Frente a esas disposiciones la población salió a tomar las calles, y ante las movilizaciones el gobierno respondió con la declaración del estado de excepción por 60 días, la criminalización de las protestas y la puesta en marcha de operativos policiacos y militares para arrestar a los manifestantes. Nada de esto funcionó ante el hartazgo de la ciudadanía que irrumpió por doquier.

En Bolivia las razones de la movilización tienen más un trasfondo político-electoral que económico, sin que necesariamente neguemos las duras condiciones económicas en las que permanece la población de aquel país, sobre todo si recordamos los altos niveles de marginación sufridos históricamente por la población indígena de Bolivia.

De todas maneras, lo que hoy tiene en las calles a un amplio sector de la sociedad es la poca claridad en los resultados de la jornada electoral del 20 de octubre para definir una nueva reelección del presidente Evo Morales, o bien, el cambio de estafeta a manos de Carlos Mesa. La oposición afirma que Morales no triunfó en la primera vuelta, mientras que el presidente Evo afirma lo contrario.

Lo que ahora vemos en las calles de La Paz es una sociedad más dividida que cuando comenzó el gobierno de Evo Morales, pues hoy parece que las clases medias urbanas se han alejado de su proyecto y encuentran un futuro más prometedor en el proyecto de centroderecha de Mesa. Para ello, han comenzado los bloqueos en calles, carreteras y caminos rurales, mientras que en algunas ciudades la población comienza a atrincherarse para enfrentar la respuesta policiaca y militar del presidente Evo.

En este caso de Bolivia están faltando herramientas adecuadas de diálogo que lleven a buen puerto las diferencias electorales. No estamos ante un problema estructural, sino ante un asunto electoral que debe ser resuelto de manera inmediata por las vías del diálogo y la concertación, sin descartar la posibilidad de ir a una segunda vuelta, lo cual oxigenaría el proceso electoral en cuestión. De lo contrario, ambas partes se culparán del incremento de la violencia que pudiera desatar el terror en las poblaciones de Bolivia.

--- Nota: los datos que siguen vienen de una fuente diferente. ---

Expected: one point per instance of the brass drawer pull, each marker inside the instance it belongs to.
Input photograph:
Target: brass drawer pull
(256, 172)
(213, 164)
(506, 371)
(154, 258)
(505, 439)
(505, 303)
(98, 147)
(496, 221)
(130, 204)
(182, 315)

Son varias naciones de América Latina las que se encuentran en ebullición. Cientos de miles de ciudadanos atrincherados en las calles repudiando los modelos económicos y políticos puestos en marcha por diversos gobiernos. En tanto, los potentados del dinero y la política solo piensan en el precio de la rendición que deberán pagar para apaciguar los ánimos sociales. Las estrategias puestas en marcha continuarán siendo la criminalización de las manifestaciones y las muestras de descontento, así como los estados de excepción y toques de queda para controlar de mejor manera el hartazgo ciudadano.

Evidentemente, la elite latinoamericana sigue privilegiando la atención y contención de las consecuencias, enterrando sistemáticamente las causas que producen la desesperación y desánimo de la población.